As part of BP’s multi-faceted response and long-term monitoring effort, they deployed four Wave Gliders to detect the presence of oil and to continuously measure water quality, including trace amounts of dispersed oil. Additionally, the Wave Gliders used acoustic sensors to monitor marine mammal activity.
Working around the clock, Senior Field Engineer Dustin Boettcher integrated sensors and deployed the Wave Gliders to collect data for baseline studies. These studies measured loop currents for mapping support, collected metocean data, measured hydrocarbons in seawater to detect chlorophyll and algal blooms and used Passive Marine Acoustics (PMA) for marine mammal monitoring. This information provided BP critical real-time insight to water quality as well to the health of the ecosystem.

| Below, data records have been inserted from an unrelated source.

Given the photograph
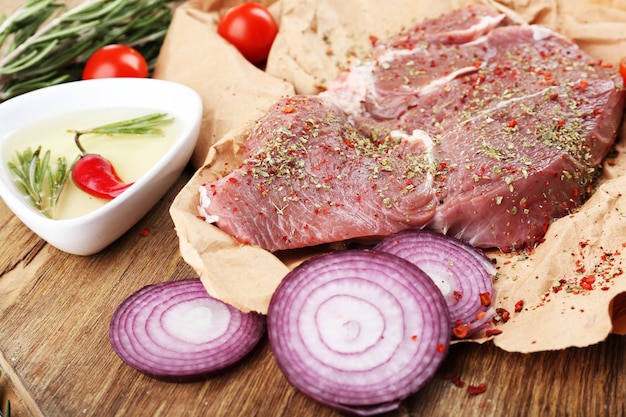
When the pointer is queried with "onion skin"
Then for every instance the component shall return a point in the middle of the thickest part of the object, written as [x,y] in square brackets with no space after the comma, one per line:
[461,271]
[358,330]
[176,331]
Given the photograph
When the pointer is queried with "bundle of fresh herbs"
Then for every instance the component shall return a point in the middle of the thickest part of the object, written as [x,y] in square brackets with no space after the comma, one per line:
[46,42]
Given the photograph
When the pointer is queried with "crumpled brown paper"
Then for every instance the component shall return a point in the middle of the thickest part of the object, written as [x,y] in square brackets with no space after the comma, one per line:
[317,38]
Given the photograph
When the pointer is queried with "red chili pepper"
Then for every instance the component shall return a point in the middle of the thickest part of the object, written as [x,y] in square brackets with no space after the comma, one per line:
[96,176]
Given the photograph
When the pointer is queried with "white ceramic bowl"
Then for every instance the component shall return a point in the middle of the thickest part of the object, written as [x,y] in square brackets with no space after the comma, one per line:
[92,232]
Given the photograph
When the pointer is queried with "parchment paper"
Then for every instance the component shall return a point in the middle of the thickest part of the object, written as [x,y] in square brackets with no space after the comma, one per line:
[562,305]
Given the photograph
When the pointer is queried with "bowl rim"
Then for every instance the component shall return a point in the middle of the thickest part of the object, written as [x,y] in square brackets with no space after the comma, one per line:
[74,92]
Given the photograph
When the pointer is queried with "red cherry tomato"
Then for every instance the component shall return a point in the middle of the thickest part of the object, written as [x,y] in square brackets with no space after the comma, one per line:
[115,61]
[251,29]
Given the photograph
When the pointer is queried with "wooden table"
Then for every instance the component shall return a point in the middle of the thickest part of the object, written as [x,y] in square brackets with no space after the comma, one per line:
[56,358]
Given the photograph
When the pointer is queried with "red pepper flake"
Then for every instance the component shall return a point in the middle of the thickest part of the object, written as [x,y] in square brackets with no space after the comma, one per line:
[485,299]
[455,379]
[587,282]
[476,389]
[460,332]
[492,332]
[503,315]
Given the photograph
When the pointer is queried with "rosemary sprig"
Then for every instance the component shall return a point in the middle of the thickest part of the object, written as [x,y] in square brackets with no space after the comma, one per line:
[44,43]
[38,181]
[144,125]
[43,184]
[138,126]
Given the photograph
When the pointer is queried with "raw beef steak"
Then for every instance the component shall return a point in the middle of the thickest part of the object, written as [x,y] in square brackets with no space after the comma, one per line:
[463,124]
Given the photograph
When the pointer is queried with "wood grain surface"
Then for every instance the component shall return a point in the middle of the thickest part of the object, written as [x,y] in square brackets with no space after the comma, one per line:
[57,362]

During this six-month mission, Wave Gliders equipped operated successfully and safely through the most challenging areas and along the fragile coastlines. Together, the Wave Gliders along with Dustin’s expertise and mission planning resulted in the collection and transmission of an amazing amount of data and nautical miles traveled. The tallies were 8,669 nautical miles, 2.1M fluorometer points, 132,930 weather points, 78,759 ocean currents points, 2.56GB of acoustic data and 9,576 hours of Wave Gliders at sea.
Traveling around the globe, Danny Merritt, one of our senior field support engineers, is an expert on supporting remote locations. He’s calibrated compasses on the Wave Glider in locations like Barrow, Alaska, captured Wave Gliders transiting shipboard through the Suez Canal on their way to a large fleet deployment, worked from field sites throughout Japan, and supported scientific missions off the coast of South Africa.
One of his most challenging assignments was to journey to the Pitcairn Islands, home to the Mutiny on the Bounty. Along with this notoriety, the Pitcairn Islands is home to the UK’s largest marine protected area. Just south of the Tropic of Capricorn in the French Polynesian Islands, this 834,334 square kilometer (322,138 sq mi) marine preserve is one of the world’s most pristine ocean habitats. It’s home to fish and fauna not found anywhere else in the world, and at risk due to illegal fishing. How do you protect this habitat when you’re the farthest point from land and in the middle of the Pacific Ocean? A place where ships depart only every three months? Answer: use Wave Gliders to detect suspicious ships entering the MPA. Working with the UK’s Foreign and Commonwealth Office, we sent a Wave Glider for a four-month surveillance mission of the Pitcairn Islands. Rising to the challenge, Danny was instrumental in working with the local authorities and our partners to plan and execute this mission.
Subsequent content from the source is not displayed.